Agora ainda não há viagens no tempo, mas no futuro haverá (acho que acabei de plagiar 2 ou 3 filmes e 7 ou 8 livros). Tendo isto em mente, se hoje eu conseguir deixar uma mensagem, em determinado local e assegurando que a erosão do tempo nunca a fará desaparecer, posso pedir a alguém do futuro que me contacte. A pessoa do futuro que encontrar a mensagem, poderá viajar no tempo e comunicar comigo. Foi exactamente isso que fiz.
Iniciei assim uma amizade no futuro e aproveitei para fazer algumas perguntas, às quais o meu novo amigo respondeu com a sabedoria típica de cidadão de 2086. Fiquei assim a saber muito do que vai mudar, mas não vos conto para não estragar a surpresa.
Como não podia deixar de ser, perguntei-lhe como estaria Portugal em 2086. Essa foi a pergunta que mais o afectou, o seu semblante alterou-se, os seus olhos revestiram-se de um tenebroso pesar, e medindo cuidadosamente as palavras limitou-se a dizer: “Em 2086…Portugal já não existe.”
Fiquei surpreso, muito surpreso, mas prontifiquei-me a procurar justificações: “Foi esta crise, foi isto que acabou connosco, não foi?”. Ele, com uma calma quase paternal perante a ignorância de um cidadão do mundo antigo, respondeu: “não”, e contou-me a história do fim de Portugal, que aqui reproduzo para todos vós.

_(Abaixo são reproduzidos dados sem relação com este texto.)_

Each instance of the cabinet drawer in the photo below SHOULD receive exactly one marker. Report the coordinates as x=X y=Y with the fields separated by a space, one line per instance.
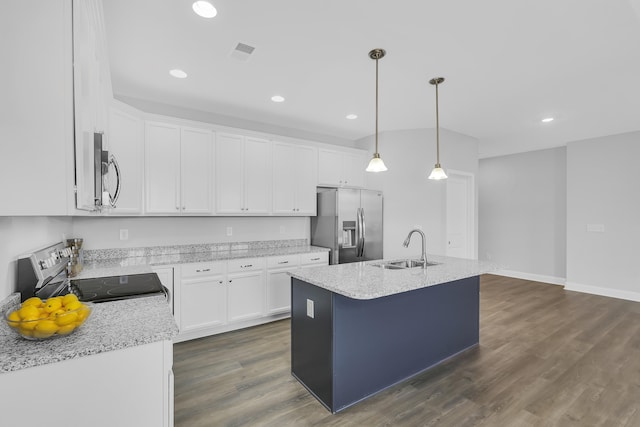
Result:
x=314 y=258
x=282 y=261
x=202 y=269
x=245 y=264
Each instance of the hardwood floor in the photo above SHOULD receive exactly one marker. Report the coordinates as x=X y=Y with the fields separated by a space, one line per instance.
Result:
x=547 y=357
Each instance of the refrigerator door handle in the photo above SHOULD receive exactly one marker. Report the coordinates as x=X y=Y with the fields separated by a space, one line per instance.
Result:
x=363 y=231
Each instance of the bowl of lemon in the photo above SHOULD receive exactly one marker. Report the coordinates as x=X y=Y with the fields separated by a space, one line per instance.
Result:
x=37 y=319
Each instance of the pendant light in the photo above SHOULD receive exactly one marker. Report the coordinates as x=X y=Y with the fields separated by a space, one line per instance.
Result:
x=376 y=164
x=437 y=173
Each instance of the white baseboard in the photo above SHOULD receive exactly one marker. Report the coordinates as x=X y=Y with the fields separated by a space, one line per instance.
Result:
x=208 y=331
x=605 y=292
x=531 y=276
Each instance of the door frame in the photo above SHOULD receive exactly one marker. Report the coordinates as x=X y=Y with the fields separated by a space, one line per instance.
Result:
x=471 y=238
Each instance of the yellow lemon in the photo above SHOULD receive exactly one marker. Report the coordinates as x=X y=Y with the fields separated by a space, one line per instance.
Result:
x=66 y=329
x=52 y=304
x=73 y=305
x=68 y=299
x=28 y=311
x=29 y=323
x=66 y=318
x=34 y=301
x=13 y=319
x=45 y=328
x=83 y=313
x=25 y=332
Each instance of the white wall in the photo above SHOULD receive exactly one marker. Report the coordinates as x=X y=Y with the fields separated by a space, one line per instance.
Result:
x=104 y=232
x=603 y=186
x=20 y=235
x=522 y=213
x=410 y=199
x=234 y=122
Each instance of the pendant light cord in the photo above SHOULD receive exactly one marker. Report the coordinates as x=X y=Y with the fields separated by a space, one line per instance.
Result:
x=377 y=57
x=437 y=129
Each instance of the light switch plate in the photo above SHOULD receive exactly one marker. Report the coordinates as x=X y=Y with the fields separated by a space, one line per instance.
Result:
x=310 y=311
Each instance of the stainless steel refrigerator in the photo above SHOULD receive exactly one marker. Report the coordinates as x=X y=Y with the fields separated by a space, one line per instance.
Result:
x=349 y=222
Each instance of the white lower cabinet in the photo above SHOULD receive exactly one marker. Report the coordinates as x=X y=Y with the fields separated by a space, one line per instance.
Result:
x=279 y=283
x=203 y=296
x=245 y=289
x=222 y=296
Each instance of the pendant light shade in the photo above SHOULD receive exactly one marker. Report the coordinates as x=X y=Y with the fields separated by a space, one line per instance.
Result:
x=376 y=164
x=437 y=173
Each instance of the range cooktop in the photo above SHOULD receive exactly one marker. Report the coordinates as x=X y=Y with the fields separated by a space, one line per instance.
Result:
x=112 y=288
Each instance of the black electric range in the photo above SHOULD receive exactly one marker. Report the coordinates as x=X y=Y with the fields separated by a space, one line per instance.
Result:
x=112 y=288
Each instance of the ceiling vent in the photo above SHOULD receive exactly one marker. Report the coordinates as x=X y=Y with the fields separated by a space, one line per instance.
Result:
x=242 y=52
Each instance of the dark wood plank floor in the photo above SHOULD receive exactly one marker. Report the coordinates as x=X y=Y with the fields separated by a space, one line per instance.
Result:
x=547 y=357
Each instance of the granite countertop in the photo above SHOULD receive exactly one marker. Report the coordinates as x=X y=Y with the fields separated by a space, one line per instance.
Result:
x=361 y=280
x=120 y=324
x=134 y=263
x=112 y=326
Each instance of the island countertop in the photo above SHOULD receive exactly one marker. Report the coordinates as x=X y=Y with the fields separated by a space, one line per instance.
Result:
x=362 y=280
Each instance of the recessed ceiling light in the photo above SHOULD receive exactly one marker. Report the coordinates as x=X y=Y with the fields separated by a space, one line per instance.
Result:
x=178 y=74
x=204 y=9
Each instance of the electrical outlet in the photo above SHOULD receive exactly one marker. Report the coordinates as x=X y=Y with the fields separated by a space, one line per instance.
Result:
x=310 y=310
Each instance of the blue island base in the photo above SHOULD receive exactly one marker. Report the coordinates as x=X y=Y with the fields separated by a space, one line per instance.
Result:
x=345 y=350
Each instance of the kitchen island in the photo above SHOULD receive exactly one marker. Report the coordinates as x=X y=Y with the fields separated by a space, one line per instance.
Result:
x=357 y=329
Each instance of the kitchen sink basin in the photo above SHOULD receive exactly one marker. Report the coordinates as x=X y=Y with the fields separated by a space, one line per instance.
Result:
x=402 y=264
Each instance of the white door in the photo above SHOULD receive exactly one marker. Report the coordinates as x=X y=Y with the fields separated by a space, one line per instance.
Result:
x=246 y=296
x=330 y=167
x=257 y=174
x=306 y=180
x=162 y=168
x=196 y=164
x=126 y=143
x=284 y=179
x=229 y=174
x=460 y=215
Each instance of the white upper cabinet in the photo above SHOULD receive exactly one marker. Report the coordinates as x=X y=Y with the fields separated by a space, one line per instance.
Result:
x=36 y=106
x=341 y=168
x=243 y=175
x=177 y=169
x=294 y=179
x=92 y=93
x=126 y=140
x=196 y=162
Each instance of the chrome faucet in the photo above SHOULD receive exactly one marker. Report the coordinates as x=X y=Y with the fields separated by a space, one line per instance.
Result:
x=423 y=257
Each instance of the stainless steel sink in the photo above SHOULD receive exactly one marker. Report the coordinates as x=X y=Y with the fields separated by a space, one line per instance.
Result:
x=402 y=264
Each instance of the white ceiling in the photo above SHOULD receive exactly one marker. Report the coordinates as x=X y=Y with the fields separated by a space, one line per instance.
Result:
x=507 y=64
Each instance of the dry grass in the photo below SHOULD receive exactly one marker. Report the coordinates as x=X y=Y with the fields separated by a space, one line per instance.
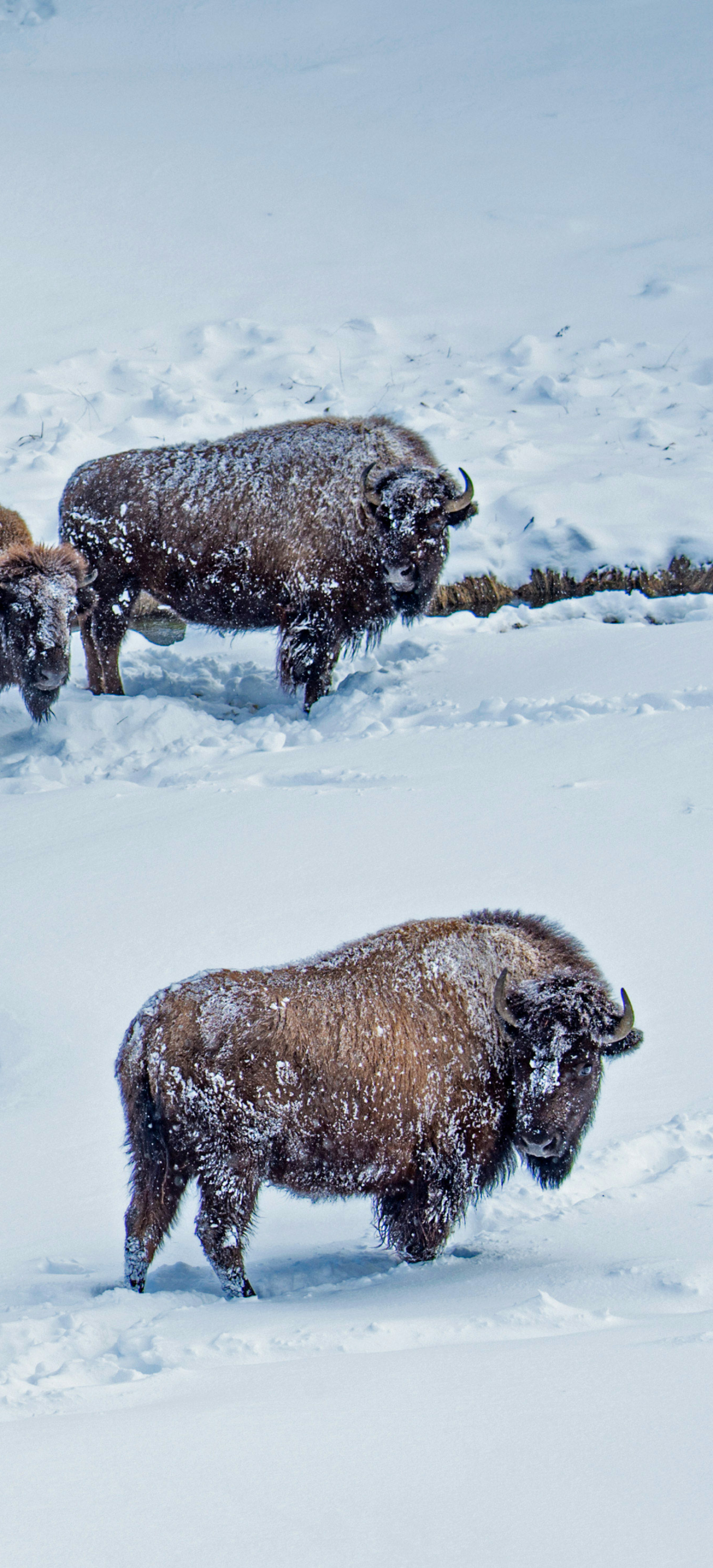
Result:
x=485 y=595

No ano de 2022, surgiu uma fenda no solo português. Rapidamente, especialistas nacionais e internacionais prontificaram-se a intervir, para salvar o país do perigo iminente que a fenda representava. Quando as altas entidades se reuniram para estudar a questão, por entre conversas técnicas dos presentes, houve um senhor que disse: “Isso trata-se num instante, eu passo lá com o meu cunhado, e num fim-de-semana resolvemos isso.” Os especialistas troçaram, mas este senhor tinha importantes contactos na secretaria de Estado das obras públicas, e como tal a obra foi-lhe adjudicada. Foi nesse fim-de-semana que Portugal acabou. Uma escavação (mal feita) originou uma infiltração, e em poucas horas Portugal inundou e submergiu no oceano. Confesso que esta história me parece pouco realista, mas quem sou eu para desmentir alguém do futuro?
Durante meses, mergulhadores contratados pelo FMI tentaram em vão encontrar os cofres do Estado, para recuperarem pelo menos uma parte da dívida, mas como por magia todo o dinheiro desaparecera.
Depois de submergir, o território que correspondia a Portugal tornou-se na piscina oceânica da Europa. De todo o lado vinham turistas para mergulhar naquela piscina gigante. Surgiram relatos que, ao domingo, se ouvia gritar “golo” nas profundezas do oceano. Contou-se, também, que algumas inglesas foram apalpadas por mãos vindas da água, enquanto nadavam. Nenhum dos rumores foi confirmado.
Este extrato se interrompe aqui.